1. Kenneth Turan ‘A Fistful of Memories: Interview with Clint Eastwood’ in Jim Kitses and Gregg Rickman (ed), The Western Reader, New York: Limelight Editions (1998), pp. 245-249. p.249.

Clint Eastwood on Dirty Harry

This is an excerpt from an interview with Clint Eastwood, this concerns what he thought about Dirty Harry. I thought it was interesting that he wanted to communicate that Dirty Harry was not political. The introduction question seems to be a bit leading however that is the nature of the beast concerning interviews.

Gentry: All that business years ago, about Harry being a right winger or a neofascist, as some critics said, it seems to me that they were failing to see Harry in the larger context, this pattern where conventional references for morality is rather obscured.
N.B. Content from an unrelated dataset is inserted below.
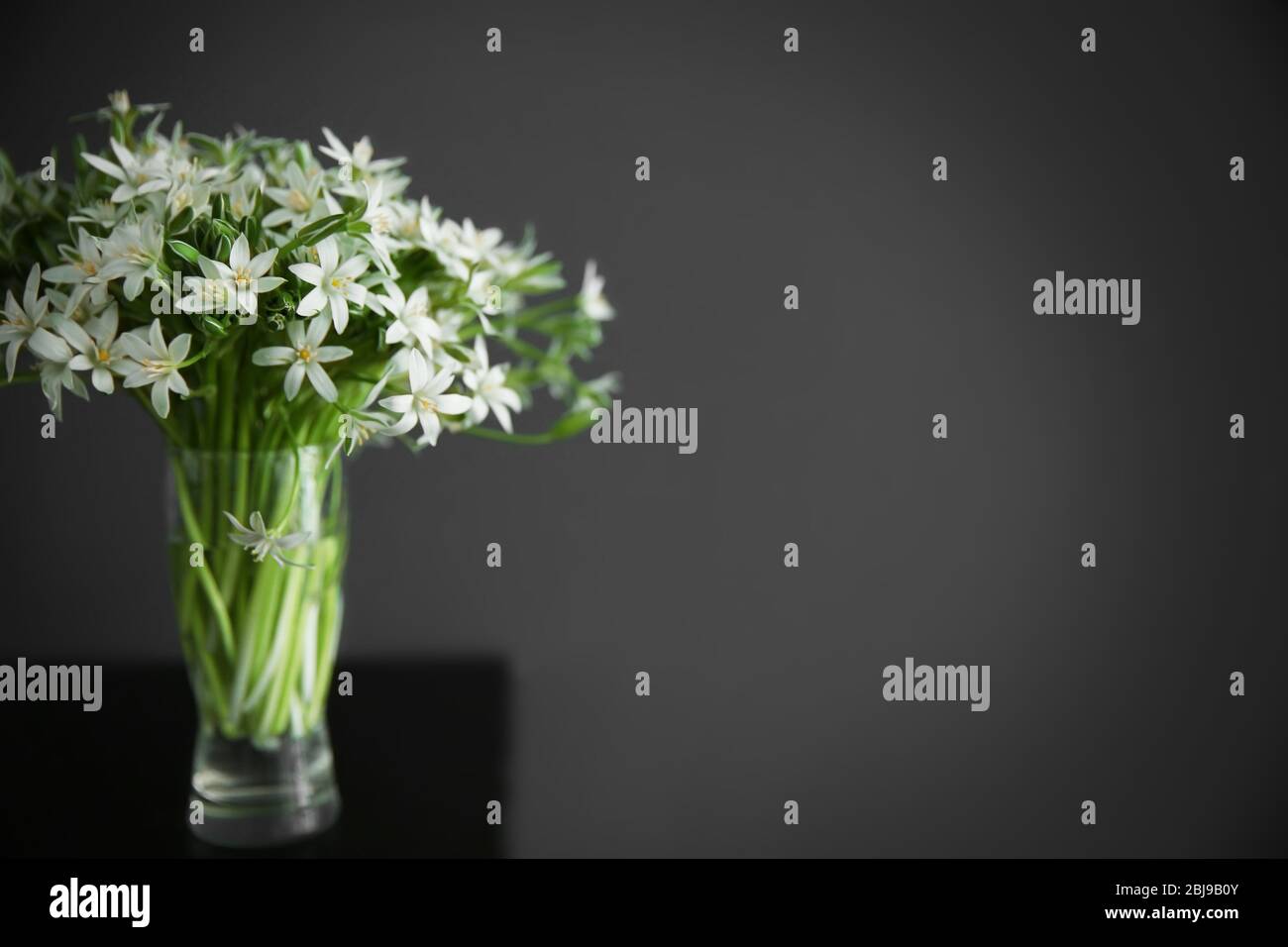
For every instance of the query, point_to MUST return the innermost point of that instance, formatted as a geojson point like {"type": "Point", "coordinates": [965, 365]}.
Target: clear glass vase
{"type": "Point", "coordinates": [259, 604]}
Eastwood : Well, yeah, there were no conservative over- tones. Actually, it was just critical people who took everything in political terms at that time. We weren’t telling a conservative story. We were just doing a story that involved victims, victims of violent crime. Harry asks the authorities, How come you let the guy go? And they say, Because that’s the law. And Harry answers, Then the law is wrong. That doesn’t mean you’re a fascist. If fascism is blind obedience to authority, then Harry was really the opposite of fascist. He differs with the law in this case. And a lot of people differ with the law, have questions about it. We read about decisions every day that make us ask, How could they do that? There must be some kind of balance there where you can pre- vent a psychopath from going back out on the street and potentially committing another violent crime, which in the story he does. The times have caught up with Harry to an extent. Nowadays there’re organizations for the victims and the families of victims of violent crime. But in those days, when Dirty Harry was first released in theatres, there wasn’t any of that. The tendency was to look at it in terms of the rights of the accused, Miranda and all that. We were merely suggesting that this was a case, an extreme case, where no one was taking the victim into consideration, and there was a serious time factor pertaining to her survival. I don’t think anybody really believes a police officer would go that far for somebody in trouble. I mean, that’s kind of going overboard. Most of the time you figure, Well, you’re off the case. It’s closed. But here was this guy who lived alone and was obsessed with following it through. That was the romance, I think, be- cause who believes there’s some guy out there with that kind of tenacity? I don’t know necessarily agree with Dirty Harry’s philosophy all the way down the line. I don’t disagree with the importance of rights for the accused, either. But we were telling a story, an incident in one man’s life. It was a story worth telling. But that doesn’t mean we wouldn’t turn around and do a story about someone who’s been falsely accused or something.1

 

 

1. Ric Gentry, ‘Clint Eastwood: An Interview’, Film Quarterly, Vol. 42, No. 3 (Spring, 1989), pp. 12-23. p. 23.